EP are a meta-currency, and as such, they can be earned for things which are not intentional IC actions, such as running scenes and plots within the sector. EP are also meant to incentivize players indulging in and enjoying higher character risk and consequences, so they are rewarded in larger amounts to players who put their characters in danger while exploring.
EP Rewards: (Note: All rewards and costs subject to change.)
1 EP: Participating in a scene set in a specific Sector.
2 EP: Directing a scene set in a specific Sector, +2 if your character is not involved in the scene.
5 EP: Running a plot set in a specific Sector consisting of at least three scenes (in addition to the EP you receive for directing each scene) - this can be a series of scenes hunting down a new source of food, looking for the cure to a disease, prospecting for minerals, chasing down a criminal who fled the justice of the colony, whatever. Just needs to be three connected scenes, ending on some sort of closing note.
1 EP: Including specific flora or fauna from the Herbarium or Bestiary into your scene in some significant way. (Just about anything other than just posing ‘oh there’s a stand of sunblood roots, or whatever, works.)
1 EP: Your character sustains an Impaired injury while in a scene set in the Sector.
3 EP: Your character sustains an Incapacitated injury while in a scene set in the Sector, or is infected by a disease or infection from the Sector or something harvested from it.
10 EP: Your character dies, or is permanently lost or retired as a result of a scene or plot taking place in the sector.
Creating a Grid Room
Once characters have reached the threshold of EP required to make a grid room (50?), they can put in a job. They do not have to submit a job with the minimum possible EP; if they wish to spend a lot of points on one room, they can go all the way up to the upper limit as established (100?). The job should link to the scenes that took place in the Sector, list each EP gained in the log, and where to find it. The second part of the job breaks down the Features they want to purchase for that grid room, how much they cost, and a brief summary of what they would like that Feature to be.
Features
Features are enduring aspects of a room which can be used as resources, plot points, or complications. These include mineralogical and biological bounty, unusual geographic features, alien mysteries, very rare fauna or flora, etc.

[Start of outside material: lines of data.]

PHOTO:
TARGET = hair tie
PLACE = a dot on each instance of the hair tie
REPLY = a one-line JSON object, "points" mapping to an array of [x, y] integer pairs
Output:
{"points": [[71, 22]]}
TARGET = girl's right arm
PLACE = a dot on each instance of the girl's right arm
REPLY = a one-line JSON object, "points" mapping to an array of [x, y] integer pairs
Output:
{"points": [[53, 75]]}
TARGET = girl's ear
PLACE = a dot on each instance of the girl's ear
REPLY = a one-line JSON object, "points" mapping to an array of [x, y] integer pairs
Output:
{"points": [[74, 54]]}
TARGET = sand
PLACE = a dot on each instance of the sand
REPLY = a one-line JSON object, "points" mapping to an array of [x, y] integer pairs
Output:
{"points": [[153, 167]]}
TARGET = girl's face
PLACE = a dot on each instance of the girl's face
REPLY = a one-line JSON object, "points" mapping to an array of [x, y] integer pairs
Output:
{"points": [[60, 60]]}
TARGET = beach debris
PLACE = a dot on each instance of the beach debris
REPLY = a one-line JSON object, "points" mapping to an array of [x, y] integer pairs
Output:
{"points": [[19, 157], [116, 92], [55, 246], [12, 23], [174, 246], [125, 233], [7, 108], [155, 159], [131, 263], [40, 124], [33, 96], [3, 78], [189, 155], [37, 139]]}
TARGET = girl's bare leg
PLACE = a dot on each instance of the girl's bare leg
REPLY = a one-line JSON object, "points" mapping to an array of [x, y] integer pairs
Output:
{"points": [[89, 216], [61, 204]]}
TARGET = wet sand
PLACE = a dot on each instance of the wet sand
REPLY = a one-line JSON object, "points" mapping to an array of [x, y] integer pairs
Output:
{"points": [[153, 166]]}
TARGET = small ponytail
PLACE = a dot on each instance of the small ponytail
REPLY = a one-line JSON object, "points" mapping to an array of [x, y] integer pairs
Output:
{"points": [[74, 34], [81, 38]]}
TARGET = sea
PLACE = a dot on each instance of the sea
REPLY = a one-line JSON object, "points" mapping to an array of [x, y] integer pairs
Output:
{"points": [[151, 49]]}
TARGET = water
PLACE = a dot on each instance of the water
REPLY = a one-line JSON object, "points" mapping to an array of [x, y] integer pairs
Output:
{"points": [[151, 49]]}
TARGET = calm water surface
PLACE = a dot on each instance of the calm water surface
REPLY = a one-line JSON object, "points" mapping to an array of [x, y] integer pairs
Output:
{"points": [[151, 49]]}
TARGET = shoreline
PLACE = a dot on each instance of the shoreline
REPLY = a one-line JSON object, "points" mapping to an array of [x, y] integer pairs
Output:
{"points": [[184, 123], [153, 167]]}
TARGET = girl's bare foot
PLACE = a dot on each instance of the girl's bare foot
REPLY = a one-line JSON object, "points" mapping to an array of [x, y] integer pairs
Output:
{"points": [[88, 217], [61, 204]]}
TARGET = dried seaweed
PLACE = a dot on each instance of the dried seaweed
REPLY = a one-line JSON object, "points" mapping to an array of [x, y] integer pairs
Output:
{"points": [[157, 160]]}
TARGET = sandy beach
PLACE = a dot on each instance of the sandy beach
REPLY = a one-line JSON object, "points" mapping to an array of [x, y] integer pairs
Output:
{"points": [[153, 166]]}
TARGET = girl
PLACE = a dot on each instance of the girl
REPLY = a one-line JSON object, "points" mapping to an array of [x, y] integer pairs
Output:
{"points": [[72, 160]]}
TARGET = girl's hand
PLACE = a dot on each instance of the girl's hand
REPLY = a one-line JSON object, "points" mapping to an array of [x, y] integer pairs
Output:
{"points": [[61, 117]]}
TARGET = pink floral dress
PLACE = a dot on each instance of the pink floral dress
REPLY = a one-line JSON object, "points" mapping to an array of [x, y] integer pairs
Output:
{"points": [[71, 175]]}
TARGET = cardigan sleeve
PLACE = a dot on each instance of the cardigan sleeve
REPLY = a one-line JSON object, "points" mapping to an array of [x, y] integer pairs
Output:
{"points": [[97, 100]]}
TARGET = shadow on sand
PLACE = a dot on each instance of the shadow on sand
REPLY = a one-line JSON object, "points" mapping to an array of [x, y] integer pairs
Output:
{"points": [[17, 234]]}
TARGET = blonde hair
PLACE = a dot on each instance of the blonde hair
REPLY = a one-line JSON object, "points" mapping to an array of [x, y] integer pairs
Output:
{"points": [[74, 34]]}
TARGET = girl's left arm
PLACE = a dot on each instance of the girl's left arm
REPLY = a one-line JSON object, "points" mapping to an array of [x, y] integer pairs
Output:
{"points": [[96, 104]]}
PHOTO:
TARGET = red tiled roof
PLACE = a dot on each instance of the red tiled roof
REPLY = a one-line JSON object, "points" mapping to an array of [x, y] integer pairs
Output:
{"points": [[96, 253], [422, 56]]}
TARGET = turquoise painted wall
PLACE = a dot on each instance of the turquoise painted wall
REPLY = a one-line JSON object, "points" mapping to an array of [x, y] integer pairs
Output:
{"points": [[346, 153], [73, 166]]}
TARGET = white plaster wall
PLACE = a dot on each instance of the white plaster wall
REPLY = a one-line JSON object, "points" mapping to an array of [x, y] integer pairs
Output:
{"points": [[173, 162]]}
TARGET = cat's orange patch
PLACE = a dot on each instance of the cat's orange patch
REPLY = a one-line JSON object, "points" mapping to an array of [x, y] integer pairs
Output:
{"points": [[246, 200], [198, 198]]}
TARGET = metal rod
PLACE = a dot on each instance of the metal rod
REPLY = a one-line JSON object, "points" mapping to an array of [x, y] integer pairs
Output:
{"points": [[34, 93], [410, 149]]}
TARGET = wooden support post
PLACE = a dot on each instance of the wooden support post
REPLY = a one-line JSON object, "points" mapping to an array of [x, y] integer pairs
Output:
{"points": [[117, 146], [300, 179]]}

Sectors begin with baseline features, which can be further enhanced in their grid rooms. For example: If Sector 3 is desced as having a mineral wealth of 2, forests at 4, and Dangerous Weather (5), then a grid room built out of that Sector will start with those stats. But EP can be spent to boost the mineral and forest resources, and reduce the fury of the weather. A Feature could also be bought that gives that grid room a mysterious artifact to be uncovered.

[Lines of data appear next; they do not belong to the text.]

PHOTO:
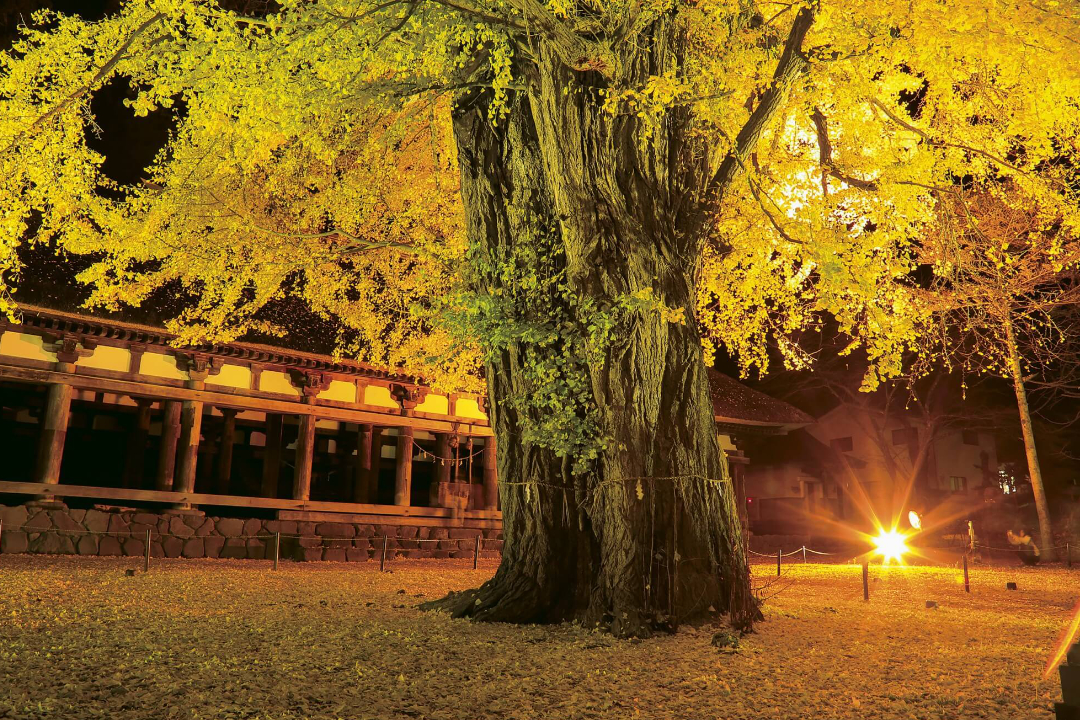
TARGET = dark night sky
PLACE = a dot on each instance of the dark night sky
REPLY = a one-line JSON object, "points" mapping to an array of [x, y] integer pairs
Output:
{"points": [[130, 144]]}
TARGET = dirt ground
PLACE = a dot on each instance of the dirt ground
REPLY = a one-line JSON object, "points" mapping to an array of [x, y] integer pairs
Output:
{"points": [[79, 638]]}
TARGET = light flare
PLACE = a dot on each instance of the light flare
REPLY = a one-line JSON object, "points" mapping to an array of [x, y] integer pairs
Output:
{"points": [[891, 544]]}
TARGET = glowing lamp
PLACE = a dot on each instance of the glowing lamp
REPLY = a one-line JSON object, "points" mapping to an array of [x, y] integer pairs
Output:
{"points": [[890, 545]]}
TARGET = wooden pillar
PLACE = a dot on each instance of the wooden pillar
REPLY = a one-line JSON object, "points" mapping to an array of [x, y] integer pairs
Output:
{"points": [[271, 456], [305, 453], [490, 475], [343, 462], [135, 462], [444, 462], [170, 436], [373, 484], [461, 472], [53, 432], [403, 477], [362, 478], [204, 459], [225, 452], [187, 450], [443, 450]]}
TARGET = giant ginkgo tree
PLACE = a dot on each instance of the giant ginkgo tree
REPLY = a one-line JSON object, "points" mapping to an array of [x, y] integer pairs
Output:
{"points": [[568, 200]]}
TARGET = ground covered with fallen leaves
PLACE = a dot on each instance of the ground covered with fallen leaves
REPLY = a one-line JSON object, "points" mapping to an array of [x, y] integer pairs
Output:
{"points": [[80, 638]]}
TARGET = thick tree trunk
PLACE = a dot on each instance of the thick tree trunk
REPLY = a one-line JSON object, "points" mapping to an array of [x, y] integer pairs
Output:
{"points": [[548, 552], [650, 535], [1041, 506]]}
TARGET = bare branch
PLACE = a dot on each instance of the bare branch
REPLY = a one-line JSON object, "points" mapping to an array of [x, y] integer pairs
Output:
{"points": [[791, 66], [102, 73], [825, 158]]}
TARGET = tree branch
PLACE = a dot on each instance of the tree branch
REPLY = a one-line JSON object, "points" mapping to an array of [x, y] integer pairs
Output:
{"points": [[98, 77], [825, 158], [942, 144], [792, 65]]}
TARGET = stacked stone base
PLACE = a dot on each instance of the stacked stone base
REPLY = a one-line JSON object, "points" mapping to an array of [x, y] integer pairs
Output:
{"points": [[57, 531]]}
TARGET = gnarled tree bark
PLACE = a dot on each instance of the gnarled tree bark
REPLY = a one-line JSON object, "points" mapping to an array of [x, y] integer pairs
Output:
{"points": [[650, 534]]}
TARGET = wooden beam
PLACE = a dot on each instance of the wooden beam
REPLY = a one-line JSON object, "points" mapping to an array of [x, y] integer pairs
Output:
{"points": [[218, 398], [231, 501], [382, 519]]}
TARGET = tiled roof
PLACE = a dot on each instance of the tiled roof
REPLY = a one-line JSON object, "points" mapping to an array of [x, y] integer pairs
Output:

Players will not create the desc - staff will do that in order to retain some continuity of terrain and sense of place, but players can collaborate on things they would like to see. ‘Science fantasy’ type terrain will be involved, and is actively encouraged.Towering fungi, floating crystals, abyssal lakes with strange, chitinous beasts? All good.
Features, Mysteries, and Plots: Players can ask for alien artifacts and features in the broad sense of ‘a city’ or ‘lost technology’ or ‘an ancient tomb’, but staff takes the responsibility of creating the artifact and its connection to the metaplot, solely so that there remains a mystery for these Features which can be explored. If a player wants to take on an artifact to run a PrP around it, that can absolutely happen, although it means spoiling the player at least a little bit on some of the mysteries, in order to retain continuity.